Train Dreams

Train Dreams is a novella that was first published in The Paris Review in 2002, but was then released as its own volume last year, and was a finalist for the Pulitzer Prize in Fiction that was not given. It's a lovely, lyrical look at the American frontier, and how nature both kills and is reborn.

The book concerns Robert Grainier. He's not sure where he came from: "His eldest cousin, a girl, said he'd come from northeast Canada and had spoken only French when they'd first seen him, and they'd had to whip the French out of him to get room for the English tongue. The other two cousins, both boys, said he was a Mormon from Utah. At so early an age it never occurred to him to find out from his aunt and uncle who he was."

Grainier only knows that he arrived by train in the Idaho panhandle in the 1880s. He grows up to marry and father a little girl, and they live in a cabin on the Moyea River.
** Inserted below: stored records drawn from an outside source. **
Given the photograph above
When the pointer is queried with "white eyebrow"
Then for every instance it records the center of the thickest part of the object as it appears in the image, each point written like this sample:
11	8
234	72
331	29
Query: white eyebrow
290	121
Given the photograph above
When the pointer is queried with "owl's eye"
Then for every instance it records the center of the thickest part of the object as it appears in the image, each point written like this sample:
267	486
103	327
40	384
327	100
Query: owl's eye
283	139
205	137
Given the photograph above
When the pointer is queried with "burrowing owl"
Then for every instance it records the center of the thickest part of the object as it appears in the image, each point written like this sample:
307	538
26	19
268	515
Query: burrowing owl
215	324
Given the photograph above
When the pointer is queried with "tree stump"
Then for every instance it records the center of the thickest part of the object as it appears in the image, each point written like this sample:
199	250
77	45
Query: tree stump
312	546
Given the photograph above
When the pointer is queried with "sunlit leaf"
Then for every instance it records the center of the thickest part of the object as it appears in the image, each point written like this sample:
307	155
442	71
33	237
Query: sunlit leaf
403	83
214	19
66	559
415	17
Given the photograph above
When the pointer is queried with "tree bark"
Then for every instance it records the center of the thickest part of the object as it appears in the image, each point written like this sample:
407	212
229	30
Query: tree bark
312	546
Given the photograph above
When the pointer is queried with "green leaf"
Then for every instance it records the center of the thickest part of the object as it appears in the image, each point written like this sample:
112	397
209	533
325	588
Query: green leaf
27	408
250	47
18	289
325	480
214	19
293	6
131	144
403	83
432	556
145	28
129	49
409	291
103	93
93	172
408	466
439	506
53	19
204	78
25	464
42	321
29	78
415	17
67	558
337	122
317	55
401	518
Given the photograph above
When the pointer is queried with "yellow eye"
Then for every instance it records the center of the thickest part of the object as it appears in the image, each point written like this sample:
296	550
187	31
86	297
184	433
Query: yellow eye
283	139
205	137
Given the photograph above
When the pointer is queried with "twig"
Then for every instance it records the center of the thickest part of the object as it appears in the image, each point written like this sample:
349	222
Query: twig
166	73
At the book's outset, he is working on a crew making a bridge across the Spokane River, and taking part in a mob trying to throw a Chinese worker to his death for allegedly stealing. The Chinaman gets away, and Robert feels he has been cursed.

A forest fire wipes out his cabin and his family, but he moves back into it and anyway and rebuilds, watching the forest reclaim itself from the fire: "Animals had returned in what was left of the forest. As Grainier drove along in the wagon behind a wide, slow, sand-colored mare, clusters of orange butterflies expanded off the blackish purple piles of bear sign and winked and fluttered magically like leaves without trees."

A constant theme of Train Dreams is not only rebirth, but death. An old-timer who crawls into holes to detonate dynamite dies, but not as one would expect. Grainier finds a wounded man in a tree, who wants Grainier to tell his story. Grainier transports another man who has been shot by his own dog. An Indian gets run over by a train, his pieces covering a quarter mile of track.

Then there's a segment where Grainier encounters a "wolf-girl," a feral child seemingly raised by wolves. Who that child is not a surprise, but it is still a suspenseful, intriguing bit of writing.

The book is lovely, but since it really a super-long short story, it doesn't pack the emotional wallop of a novel. Grainier lives a long life (until the 1960s) but you can't get the arc of that life in such a short piece. Instead we see snatches of a life. The thing that is constant in his life are trains: "Now he slept soundly through the nights, and often he dreamed of trains, and often of one particular train. He was on it; he could smell the coal smoke; a world went by. And then he was standing in that world as the sound of the train died away."